No, I haven’t posted this picture as a warning against DIY haircuts during the lockdown- this is a picture of St Philip and St James, the patron saints of one of our churches- St Philip and St James, Hallow, whose patronal festival falls today.
Both Philip and James were members of that first band of twelve friends Jesus chose to confide in, to teach, to share meals with, to explore with. It seems quite likely James was related to Jesus- either a half brother or a cousin. Philip was from Bethsaida- the same town as Andrew and Simon Peter, and we hear about his call in the very first chapter of John’s gospel. They were both friends of Jesus from the very beginning of his ministry. And they both remained as his disciples until they died- Philip we think in about 80AD as a martyr in the Greek city of Hierapolis which is in the south western corner of the modern nation of Turkey. We don’t know exactly how or where James died but he has traditionally been believed also to have died as a martyr. He is associated with the letter of James, so well loved, practical and direct in its teaching.

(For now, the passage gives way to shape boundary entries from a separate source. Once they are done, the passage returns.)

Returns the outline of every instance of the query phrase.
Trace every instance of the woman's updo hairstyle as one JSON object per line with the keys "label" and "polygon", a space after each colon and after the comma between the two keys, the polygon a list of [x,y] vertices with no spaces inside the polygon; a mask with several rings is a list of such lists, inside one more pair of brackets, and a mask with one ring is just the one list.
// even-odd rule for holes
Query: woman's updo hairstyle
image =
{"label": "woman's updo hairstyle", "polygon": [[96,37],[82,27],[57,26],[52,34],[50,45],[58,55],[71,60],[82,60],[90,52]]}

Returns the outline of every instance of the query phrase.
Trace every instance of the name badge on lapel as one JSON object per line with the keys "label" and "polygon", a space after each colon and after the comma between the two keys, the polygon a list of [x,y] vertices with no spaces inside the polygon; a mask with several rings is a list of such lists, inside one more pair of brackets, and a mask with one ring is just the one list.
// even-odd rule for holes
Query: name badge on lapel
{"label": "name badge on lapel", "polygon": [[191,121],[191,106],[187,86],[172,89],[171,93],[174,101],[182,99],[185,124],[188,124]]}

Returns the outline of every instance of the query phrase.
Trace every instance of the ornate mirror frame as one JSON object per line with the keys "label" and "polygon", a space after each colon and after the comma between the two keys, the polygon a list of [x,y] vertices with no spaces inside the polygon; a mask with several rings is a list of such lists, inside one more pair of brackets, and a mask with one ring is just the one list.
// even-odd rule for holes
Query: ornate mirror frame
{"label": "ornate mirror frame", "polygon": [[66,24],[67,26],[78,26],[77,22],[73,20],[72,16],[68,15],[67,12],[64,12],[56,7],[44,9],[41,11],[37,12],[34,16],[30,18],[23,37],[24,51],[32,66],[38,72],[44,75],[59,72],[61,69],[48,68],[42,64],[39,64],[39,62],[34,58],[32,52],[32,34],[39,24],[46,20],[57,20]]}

We remember them together because relics of their bodies lie in the same church in Rome, which was dedicated to them in the year 560.
Essentially though, these two men were just peasants from Judea, called from little towns that would look more like villages to us, from circumstances that were ordinary at best. They caught the excitement of a new sort of life from their conversations and experiences with Jesus, and it turned their lives, and the lives of many thousands of others, upside down.
But they were also disciples who scattered when Jesus was arrested- and locked themselves into an upper room out of fear.
Like us- perhaps- they had moments of great and certain faith and excitement- and moments when they were afraid, uncertain, and perhaps feared that they had been foolish to trust in Jesus and his fine words at all.
But Jesus knew what he was doing. When he called these two very ordinary men they would never have imagined that 2000 years later we would still be talking about them, honouring their memories and naming our buildings after them. Very rarely do we catch a true glimpse of what God has in store for us. But we should have confidence that even for those of us who come from very unexciting- even unpromising beginnings, there is always a future that is bright and complete and joyful. Things may not always appear so to us- but James himself counsels us to be patient when things are hard going
Be patient, therefore, beloved, until the coming of the Lord. The farmer waits for the precious crop from the earth, being patient with it until it receives the early and the late rains. 8 You also must be patient. Strengthen your hearts, for the coming of the Lord is near.9 Beloved, do not grumble against one another, so that you may not be judged. See, the Judge is standing at the doors! 10 As an example of suffering and patience, beloved, take the prophets who spoke in the name of the Lord. 11 Indeed we call blessed those who showed endurance. You have heard of the endurance of Job, and you have seen the purpose of the Lord, how the Lord is compassionate and merciful.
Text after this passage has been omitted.